It wasn’t life-changing. It wasn’t inspirational. I won’t even do it again because a second time can’t possibly be as good as the first. So what was “it”? Well, “it” was something I did to help someone else have an amazing experience, only a funny thing happened — I had an amazing experience too.

My friend from high school has been living in Vancouver for ten years now. When my wife and I arrived in Vancouver last spring we didn’t know anyone, but another funny thing happened. We posted a pic on Facebook atop Vancouver’s Queen Elizabeth Park, and he immediately sent us a message. We’ve been hanging out with him and his girlfriend ever since. They’ve been a huge reason we’ve had so much fun in Vancouver. His sister even hosted us for Thanksgiving last year as we all enjoyed the Donaldson Dash.

Last September, the Toronto Blue Jays visited Seattle and the four of us planned on driving down there in the morning, catching the game, then driving back. It was going to be an epic day-long event. But something came up at work, and only the three of us went. So, my friend didn’t get to enjoy the game or the drive.

When the 2017 baseball schedule came out we learned the Jays would be visiting early, but not often. This would be their only visit to Seattle, and it was going to be a weekend series. I thought nothing of it — been there done that. But my friend wanted to go. He HAD to go. He was scoping tickets. He was trying to convince me to join him. I was reluctant. I didn’t want to fork over any more money — hey, our dollar is only worth 74 cents US. But I caved to the peer pressure and said I’d go to one game with him. He bought tickets for both Saturday and Sunday’s games. I was now going to two games.

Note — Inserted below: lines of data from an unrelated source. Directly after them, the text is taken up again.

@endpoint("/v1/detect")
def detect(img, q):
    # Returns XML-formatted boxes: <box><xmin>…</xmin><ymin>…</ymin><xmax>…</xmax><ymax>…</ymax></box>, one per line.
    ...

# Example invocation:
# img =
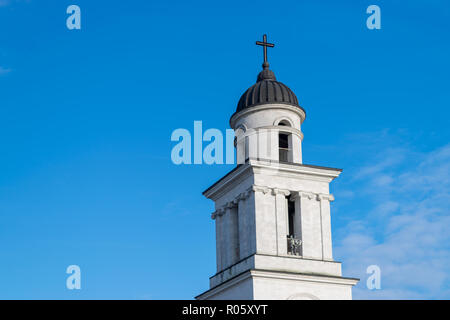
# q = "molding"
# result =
<box><xmin>252</xmin><ymin>185</ymin><xmax>271</xmax><ymax>194</ymax></box>
<box><xmin>317</xmin><ymin>193</ymin><xmax>334</xmax><ymax>202</ymax></box>
<box><xmin>230</xmin><ymin>103</ymin><xmax>306</xmax><ymax>128</ymax></box>
<box><xmin>272</xmin><ymin>188</ymin><xmax>291</xmax><ymax>197</ymax></box>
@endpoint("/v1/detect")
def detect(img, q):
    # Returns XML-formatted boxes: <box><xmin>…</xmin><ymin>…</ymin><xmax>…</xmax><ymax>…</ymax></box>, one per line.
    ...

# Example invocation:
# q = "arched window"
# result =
<box><xmin>278</xmin><ymin>132</ymin><xmax>292</xmax><ymax>162</ymax></box>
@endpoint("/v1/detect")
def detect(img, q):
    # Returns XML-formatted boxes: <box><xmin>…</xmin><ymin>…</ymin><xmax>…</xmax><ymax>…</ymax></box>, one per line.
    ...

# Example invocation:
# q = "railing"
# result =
<box><xmin>287</xmin><ymin>236</ymin><xmax>302</xmax><ymax>256</ymax></box>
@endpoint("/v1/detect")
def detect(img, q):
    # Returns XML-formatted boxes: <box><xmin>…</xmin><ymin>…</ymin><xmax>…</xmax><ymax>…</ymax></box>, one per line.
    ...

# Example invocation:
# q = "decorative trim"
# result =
<box><xmin>252</xmin><ymin>185</ymin><xmax>272</xmax><ymax>194</ymax></box>
<box><xmin>317</xmin><ymin>193</ymin><xmax>334</xmax><ymax>202</ymax></box>
<box><xmin>272</xmin><ymin>188</ymin><xmax>291</xmax><ymax>197</ymax></box>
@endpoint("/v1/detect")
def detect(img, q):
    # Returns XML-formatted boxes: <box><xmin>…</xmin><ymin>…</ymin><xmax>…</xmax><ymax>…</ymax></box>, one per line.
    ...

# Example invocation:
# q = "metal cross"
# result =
<box><xmin>256</xmin><ymin>34</ymin><xmax>275</xmax><ymax>63</ymax></box>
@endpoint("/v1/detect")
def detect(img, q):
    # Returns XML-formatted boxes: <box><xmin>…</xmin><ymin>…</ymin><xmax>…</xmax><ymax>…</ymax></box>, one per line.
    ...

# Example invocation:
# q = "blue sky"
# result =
<box><xmin>0</xmin><ymin>0</ymin><xmax>450</xmax><ymax>299</ymax></box>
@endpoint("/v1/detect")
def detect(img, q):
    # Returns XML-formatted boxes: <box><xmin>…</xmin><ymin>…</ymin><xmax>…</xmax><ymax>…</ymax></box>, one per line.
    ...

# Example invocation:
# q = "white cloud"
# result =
<box><xmin>335</xmin><ymin>132</ymin><xmax>450</xmax><ymax>299</ymax></box>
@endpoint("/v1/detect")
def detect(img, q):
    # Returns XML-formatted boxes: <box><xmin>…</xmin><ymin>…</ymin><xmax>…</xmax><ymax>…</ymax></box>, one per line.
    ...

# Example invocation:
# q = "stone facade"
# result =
<box><xmin>197</xmin><ymin>66</ymin><xmax>358</xmax><ymax>299</ymax></box>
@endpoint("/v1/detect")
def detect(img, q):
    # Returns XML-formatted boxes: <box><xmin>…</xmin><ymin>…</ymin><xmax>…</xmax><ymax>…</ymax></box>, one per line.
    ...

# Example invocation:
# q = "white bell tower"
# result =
<box><xmin>196</xmin><ymin>36</ymin><xmax>358</xmax><ymax>300</ymax></box>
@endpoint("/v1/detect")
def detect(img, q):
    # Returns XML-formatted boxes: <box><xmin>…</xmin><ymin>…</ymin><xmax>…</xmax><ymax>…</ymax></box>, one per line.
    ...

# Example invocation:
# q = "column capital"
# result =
<box><xmin>252</xmin><ymin>185</ymin><xmax>271</xmax><ymax>194</ymax></box>
<box><xmin>272</xmin><ymin>188</ymin><xmax>291</xmax><ymax>197</ymax></box>
<box><xmin>211</xmin><ymin>207</ymin><xmax>225</xmax><ymax>220</ymax></box>
<box><xmin>291</xmin><ymin>191</ymin><xmax>317</xmax><ymax>201</ymax></box>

As time led up to the event my friend’s excitement grew with each and every day, like a kid waiting for Christmas. I remained nonchalant. Even on the drive there I was pretty mellow about the games ahead.

Unlike the previous year in which we arrived late (due to border wait times and traffic), we arrived in Seattle with plenty of time for Saturday evenings’s game allowing us to visit some of Seattle’s famous tourist attractions. And then a funny thing happened. We noticed several blue shirts. Not just any blue shirts — Toronto Blue Jays shirts. And they were everywhere.

Seattle Overrun With Canadians!

We ventured over to a bar beside Seattle’s ball stadium — Safeco field (I’ve come to learn that after 2018 it will no longer be called Safeco field either). There was definitely a buzz in the crowd — beer will do that to people. We chatted up many fellow Canadians while there as well as the hometown Mariners fans. But we Canucks were everywhere!

Saturday’s game started much like a U2 concert in BC, the lineup wasn’t moving fast enough to get us in to see the game on time. We did end up getting in fairly routinely, but somehow I lost my friend. Actually, he went up an escalator and I went to our ticketed seats, so I spent the game indulging in yelling juice, chatting with some nice people, and having a great time as the Jays won 4-2.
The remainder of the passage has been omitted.